I got this guy a few days ago. I'm wondering if he is an opaque or a cellophane?

Also I would love to see what you guys like about him as well as what you dislike.

I plan on breeding him some time in the future but I haven't got a female for him yet. Thanks!


----------



## mili_vanili (May 29, 2020)

Looks amazing, i am getting mine in 2 days and i couldnt even chose colour. Nothing there to dislike as long as he is healthy


----------



## littlescallop33 (May 16, 2020)

Love the color and opalescent sheen of his fins and scales.

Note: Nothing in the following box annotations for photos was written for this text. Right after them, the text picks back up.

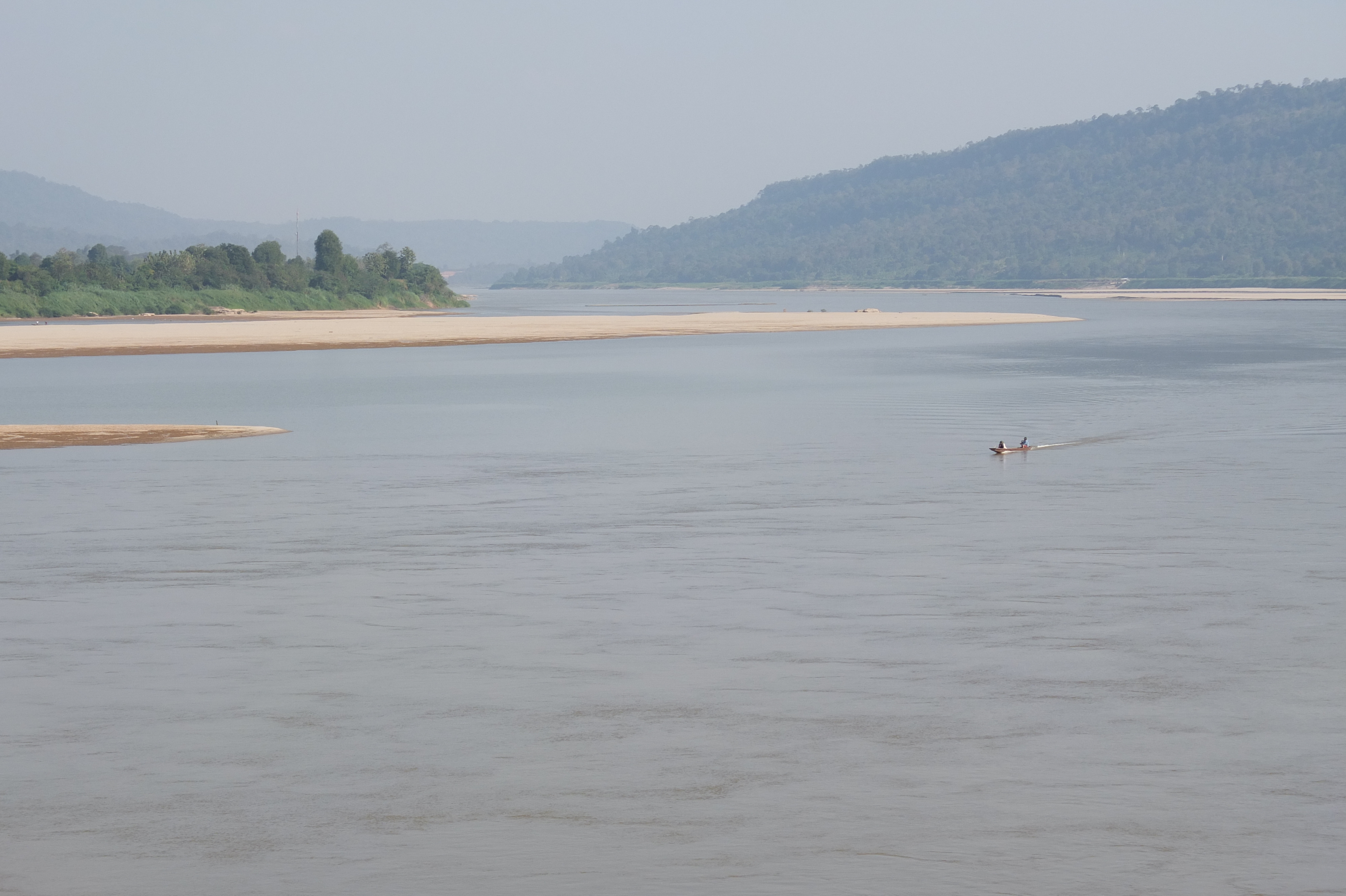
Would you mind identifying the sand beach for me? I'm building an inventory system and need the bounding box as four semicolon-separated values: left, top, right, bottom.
0;311;1079;358
0;424;289;451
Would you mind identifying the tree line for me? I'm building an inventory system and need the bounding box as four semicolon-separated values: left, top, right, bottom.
498;79;1346;287
0;230;455;311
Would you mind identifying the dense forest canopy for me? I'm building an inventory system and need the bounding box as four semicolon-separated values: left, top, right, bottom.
0;230;464;316
497;79;1346;287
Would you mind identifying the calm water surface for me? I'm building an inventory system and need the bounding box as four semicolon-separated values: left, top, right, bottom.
0;292;1346;896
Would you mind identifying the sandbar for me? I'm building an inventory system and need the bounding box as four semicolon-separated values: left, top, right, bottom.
0;424;289;449
0;311;1079;358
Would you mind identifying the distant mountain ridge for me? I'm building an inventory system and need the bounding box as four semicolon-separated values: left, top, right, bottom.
497;79;1346;287
0;171;631;269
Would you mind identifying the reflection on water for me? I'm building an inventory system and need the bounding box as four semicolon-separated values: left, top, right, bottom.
0;293;1346;896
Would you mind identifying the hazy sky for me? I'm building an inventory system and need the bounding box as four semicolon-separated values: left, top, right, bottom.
0;0;1346;225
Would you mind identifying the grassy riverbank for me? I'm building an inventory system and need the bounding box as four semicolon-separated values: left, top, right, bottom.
0;288;468;318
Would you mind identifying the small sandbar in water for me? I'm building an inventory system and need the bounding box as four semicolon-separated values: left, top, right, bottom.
0;424;289;449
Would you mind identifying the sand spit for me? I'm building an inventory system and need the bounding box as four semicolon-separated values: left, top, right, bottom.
0;424;289;449
0;311;1079;358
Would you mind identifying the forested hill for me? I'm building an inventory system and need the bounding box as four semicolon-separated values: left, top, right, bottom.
497;79;1346;287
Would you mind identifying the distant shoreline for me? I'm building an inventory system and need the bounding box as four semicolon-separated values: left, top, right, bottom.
0;424;289;451
0;311;1079;358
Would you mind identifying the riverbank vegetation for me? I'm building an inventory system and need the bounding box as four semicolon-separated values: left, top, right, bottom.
497;79;1346;288
0;230;467;318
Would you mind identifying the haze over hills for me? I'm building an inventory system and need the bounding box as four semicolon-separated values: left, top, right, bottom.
0;171;631;269
497;79;1346;287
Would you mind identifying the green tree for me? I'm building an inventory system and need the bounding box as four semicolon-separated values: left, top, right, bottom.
397;246;416;280
314;230;345;273
253;239;285;265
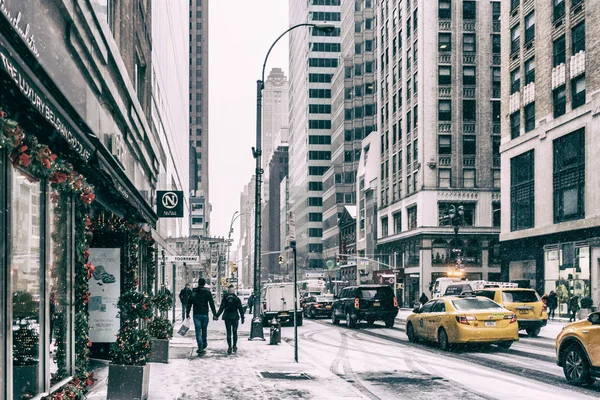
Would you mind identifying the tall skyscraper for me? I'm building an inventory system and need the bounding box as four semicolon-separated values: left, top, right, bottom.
262;68;290;170
289;0;341;268
190;0;210;236
322;1;377;261
377;0;500;304
500;0;600;300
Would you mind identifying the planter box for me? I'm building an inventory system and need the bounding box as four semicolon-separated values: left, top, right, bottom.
106;364;150;400
148;339;169;364
13;364;39;399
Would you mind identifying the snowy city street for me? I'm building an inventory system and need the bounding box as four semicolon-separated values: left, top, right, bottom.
81;310;600;400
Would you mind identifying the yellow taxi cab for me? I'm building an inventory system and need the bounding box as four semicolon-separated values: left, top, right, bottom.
406;295;519;350
556;312;600;385
474;288;548;337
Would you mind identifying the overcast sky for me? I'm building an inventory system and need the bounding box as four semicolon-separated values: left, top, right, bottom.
208;0;289;250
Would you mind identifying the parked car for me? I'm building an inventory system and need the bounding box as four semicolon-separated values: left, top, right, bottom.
331;285;398;328
260;283;302;326
303;294;334;319
556;312;600;385
406;295;519;350
475;288;548;337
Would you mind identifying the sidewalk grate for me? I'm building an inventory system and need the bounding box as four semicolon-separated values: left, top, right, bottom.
260;371;311;381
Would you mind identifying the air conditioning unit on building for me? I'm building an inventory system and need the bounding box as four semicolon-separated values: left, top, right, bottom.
104;133;125;169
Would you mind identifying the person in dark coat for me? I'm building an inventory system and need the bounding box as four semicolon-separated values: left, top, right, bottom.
547;290;558;319
216;285;244;354
569;295;579;322
185;278;217;356
248;293;254;314
179;283;192;321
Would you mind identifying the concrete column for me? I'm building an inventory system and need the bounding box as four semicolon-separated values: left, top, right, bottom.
590;246;600;309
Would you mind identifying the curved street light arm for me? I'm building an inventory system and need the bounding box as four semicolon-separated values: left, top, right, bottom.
260;22;327;83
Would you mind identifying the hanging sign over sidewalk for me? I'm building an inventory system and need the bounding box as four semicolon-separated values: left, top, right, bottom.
156;190;183;218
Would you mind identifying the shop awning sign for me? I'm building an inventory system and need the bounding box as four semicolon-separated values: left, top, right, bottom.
156;190;184;218
167;256;200;263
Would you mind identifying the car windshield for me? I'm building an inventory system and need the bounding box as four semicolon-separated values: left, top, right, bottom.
445;285;473;296
452;297;502;311
502;290;540;303
359;287;394;300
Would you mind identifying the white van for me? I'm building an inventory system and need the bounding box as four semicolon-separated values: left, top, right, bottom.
260;283;302;326
238;289;253;307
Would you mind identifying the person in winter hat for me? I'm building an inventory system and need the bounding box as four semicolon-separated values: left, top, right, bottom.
179;283;192;321
185;278;217;356
215;285;244;354
547;290;558;319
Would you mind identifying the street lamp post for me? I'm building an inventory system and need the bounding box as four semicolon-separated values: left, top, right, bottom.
248;23;334;340
448;204;465;276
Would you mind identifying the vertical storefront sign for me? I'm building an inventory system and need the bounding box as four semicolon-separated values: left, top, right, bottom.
88;248;121;343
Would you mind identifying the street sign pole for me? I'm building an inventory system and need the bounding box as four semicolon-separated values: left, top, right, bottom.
289;211;298;363
171;263;177;325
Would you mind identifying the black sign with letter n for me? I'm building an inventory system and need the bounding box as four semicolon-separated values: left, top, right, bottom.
156;190;183;218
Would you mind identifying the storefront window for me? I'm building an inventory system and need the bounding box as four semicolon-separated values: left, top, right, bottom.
431;239;450;264
48;191;71;384
544;243;591;315
10;170;44;399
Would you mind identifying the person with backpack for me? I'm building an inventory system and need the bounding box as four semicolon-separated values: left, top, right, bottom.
185;278;217;356
248;292;254;314
547;290;558;319
179;283;192;321
215;285;244;354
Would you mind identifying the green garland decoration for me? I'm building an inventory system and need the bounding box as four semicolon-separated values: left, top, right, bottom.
0;107;96;400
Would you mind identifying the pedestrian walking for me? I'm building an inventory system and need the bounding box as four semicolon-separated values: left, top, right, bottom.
248;292;254;314
185;278;217;356
215;285;244;354
548;290;558;319
542;293;548;307
569;295;579;322
179;283;192;321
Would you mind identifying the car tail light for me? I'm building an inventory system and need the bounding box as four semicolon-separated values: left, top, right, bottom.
504;314;517;324
456;315;477;325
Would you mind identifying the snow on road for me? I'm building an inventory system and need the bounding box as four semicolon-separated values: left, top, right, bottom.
284;320;600;400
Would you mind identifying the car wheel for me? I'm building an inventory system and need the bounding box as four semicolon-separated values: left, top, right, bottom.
438;328;450;351
331;311;340;325
346;312;356;328
563;345;592;385
406;322;419;343
498;342;513;350
525;326;542;337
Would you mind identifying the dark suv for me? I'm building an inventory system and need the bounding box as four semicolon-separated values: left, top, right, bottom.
331;285;398;328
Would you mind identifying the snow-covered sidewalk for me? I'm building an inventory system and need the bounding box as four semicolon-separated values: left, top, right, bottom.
88;316;364;400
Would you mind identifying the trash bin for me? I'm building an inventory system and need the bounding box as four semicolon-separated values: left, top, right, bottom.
269;317;281;344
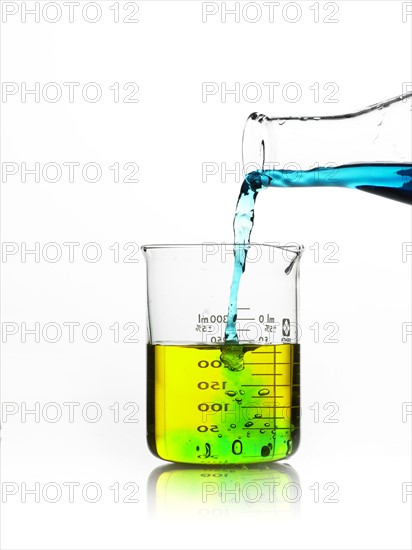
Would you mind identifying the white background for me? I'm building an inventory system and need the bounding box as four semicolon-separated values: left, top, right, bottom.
1;0;412;549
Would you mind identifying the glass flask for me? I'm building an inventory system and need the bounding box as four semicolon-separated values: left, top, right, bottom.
243;93;412;204
143;243;303;464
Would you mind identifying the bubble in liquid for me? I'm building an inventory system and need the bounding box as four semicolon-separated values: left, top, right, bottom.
220;346;245;371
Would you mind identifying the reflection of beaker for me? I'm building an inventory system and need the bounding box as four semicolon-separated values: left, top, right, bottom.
243;93;412;203
148;464;302;521
143;244;302;464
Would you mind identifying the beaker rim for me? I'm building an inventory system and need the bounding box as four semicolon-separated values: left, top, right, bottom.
141;241;305;254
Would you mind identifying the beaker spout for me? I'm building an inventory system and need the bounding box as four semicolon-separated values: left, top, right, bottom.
243;92;412;204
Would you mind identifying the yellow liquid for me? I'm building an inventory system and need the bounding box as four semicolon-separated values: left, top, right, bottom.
147;344;300;464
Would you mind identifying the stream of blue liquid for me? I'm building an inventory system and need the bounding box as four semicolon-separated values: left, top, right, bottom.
225;164;412;344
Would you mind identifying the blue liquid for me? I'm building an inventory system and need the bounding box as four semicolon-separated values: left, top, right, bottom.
225;164;412;343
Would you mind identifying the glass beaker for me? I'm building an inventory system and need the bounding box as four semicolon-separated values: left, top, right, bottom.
243;92;412;204
142;243;303;464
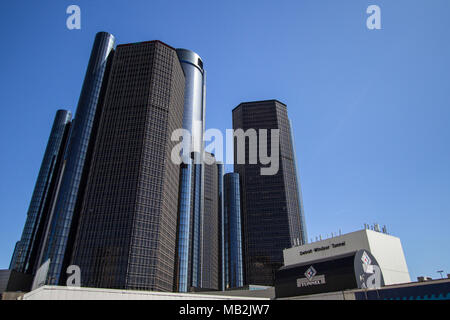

Also love his aqua colored eyes, he looks gorgeous!


----------



## RussellTheShihTzu (Mar 19, 2013)

Can you get a side view of him flaring? That's essential to making a critique. That way you can see body shape, fin proportion, etc. Thank you.


----------



## tabither (May 22, 2020)

Hi, here's some not so great quality photos of him flaring from the side!


----------



## tabither (May 22, 2020)

Another picture of him still for once


----------



## indjo (Jun 6, 2010)

IMO, he is opaque. He is not cello because he has color, though light on body and more on fins.

His dorsal could be better - more rounded or even better, leaning forward. Caudal is rather round - you want a "D" shape or close to it. Anal looks standard. Ventrals seems rather thin, and has protruding ray - you want a blade shape, ending at a point.

Body looks good (fairly equal top and bottom if you draw a line in the middle from mouth to tail) with wide peduncle (width ratio of peduncle to body).

Pair to a female that compliments his weaknesses. Perhaps to a DT if you can find one - to add branching on dorsal and make it lean forward.

And pair to an opaque if you want to go for white - keep breeding those with the most opaque to eventually create true white.


----------